R: Post-hoc pooling

pooling {GAD}

R Documentation

Post-hoc pooling

Description

Performs a post-hoc pooling by combining or completely excluding terms from linear models

Usage

pooling(object, term = NULL, method = "pool", anova.tab = NULL)

Arguments

`object`	an object of class "`lm`", containing the specified design with random and/or fixed factors.
`term`	the term which will be removed from model.
`method`	method for removing a term from the model. Could be `method = "eliminate"` for completely exclude the term from model, or `method = "pool"` for pool the selected term with its appropriated F-ratio. Default to `method = "pool"`.
`anova.tab`	an object containing the results returned by `gad` or `pooling` functions. See examples below.

Details

Post-hoc pooling is a procedure to remove terms from a model. It might be done by several reasons: (i) lack of evidence against the null hypothesis of that term; (ii) a negative estimate of that term's component of variation (Fletcher and Underwood, 2002); (iii) the hypothesis of interest can not be tested until some terms are excluded from the model (Anderson et al., 2008). According to literature the term's p-value should exceed 0.25 before removing it (Underwood, 1997).

There are two different methods to remove a term from the model, determinated by method argument. When method = "eliminate" the chosen term is completely excluded from the model and its sum of squares and degrees of freedom are pooled with the residual sum of squares and degrees of freedom, as if the selected term had never been part of the model. When method = "pool" the chosen term's sum of squares and degrees of freedom are pooled with its denominator's sum of squares and degrees of freedom. The removal of terms using method = "pool" will be appropriated for most of situations (Anderson et al., 2008).

Note that removing a term has consequences for the construction of F-ratios (or quasi F-ratios), p-values and the estimation of components for the remaining terms, so should be done wisely. When there is more than one term which might be removed from the model (which p-value exceed 0.25), it is recommended to begin with the one having the smallest mean square (Anderson et. al, 2008).

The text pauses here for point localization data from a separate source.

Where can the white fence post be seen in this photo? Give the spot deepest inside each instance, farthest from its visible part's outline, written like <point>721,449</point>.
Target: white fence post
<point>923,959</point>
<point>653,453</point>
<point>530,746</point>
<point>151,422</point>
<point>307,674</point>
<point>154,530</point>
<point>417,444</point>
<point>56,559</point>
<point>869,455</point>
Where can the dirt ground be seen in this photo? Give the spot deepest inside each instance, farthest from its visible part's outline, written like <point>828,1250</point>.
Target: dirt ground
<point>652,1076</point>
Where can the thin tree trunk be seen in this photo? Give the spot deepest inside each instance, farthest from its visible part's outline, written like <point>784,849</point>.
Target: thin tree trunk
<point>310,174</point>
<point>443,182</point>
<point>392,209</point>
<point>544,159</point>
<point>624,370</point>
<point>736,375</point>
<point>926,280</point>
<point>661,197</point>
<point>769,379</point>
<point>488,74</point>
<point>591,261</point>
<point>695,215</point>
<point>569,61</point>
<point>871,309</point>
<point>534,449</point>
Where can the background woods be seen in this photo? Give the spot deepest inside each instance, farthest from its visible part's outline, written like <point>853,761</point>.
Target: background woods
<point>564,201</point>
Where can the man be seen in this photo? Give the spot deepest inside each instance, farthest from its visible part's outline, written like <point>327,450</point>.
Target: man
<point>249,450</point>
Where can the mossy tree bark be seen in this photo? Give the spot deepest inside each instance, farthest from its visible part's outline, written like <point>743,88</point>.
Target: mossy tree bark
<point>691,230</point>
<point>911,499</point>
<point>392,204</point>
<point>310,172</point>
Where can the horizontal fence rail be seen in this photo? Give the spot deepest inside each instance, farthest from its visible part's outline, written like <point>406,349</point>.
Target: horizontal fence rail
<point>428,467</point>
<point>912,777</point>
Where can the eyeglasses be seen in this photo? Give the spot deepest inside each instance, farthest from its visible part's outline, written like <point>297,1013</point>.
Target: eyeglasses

Function pooling removes one term at once. After the removal of the term of interest, one should re-assess whether or not more terms should be removed. If it is the case, the output of pooling function should be stored in a new object and the function should be run again, using this new object in the data argument. This can be done successively. The way of pooling function does the analysis, step-by-step and storing the result in a new object at each step, gives the user total control of what happens and makes it easier return to the previous results.

Value

A list of length 4, containing the table of pooled terms ($pool.table), the mean squares estimates ($mse), the F-ratio versus ($f.versus) and the result of the analysis of variance ($anova).

Author(s)

Eliandro Gilbert (eliandrogilbert@gmail.com)

References

Anderson, M.J., Gorley, R.N., Clarke, K.R. 2008. PERMANOVA+ for PRIMER: Guide to Software and Statistical Methods. PRIMER-E: Plymouth, UK.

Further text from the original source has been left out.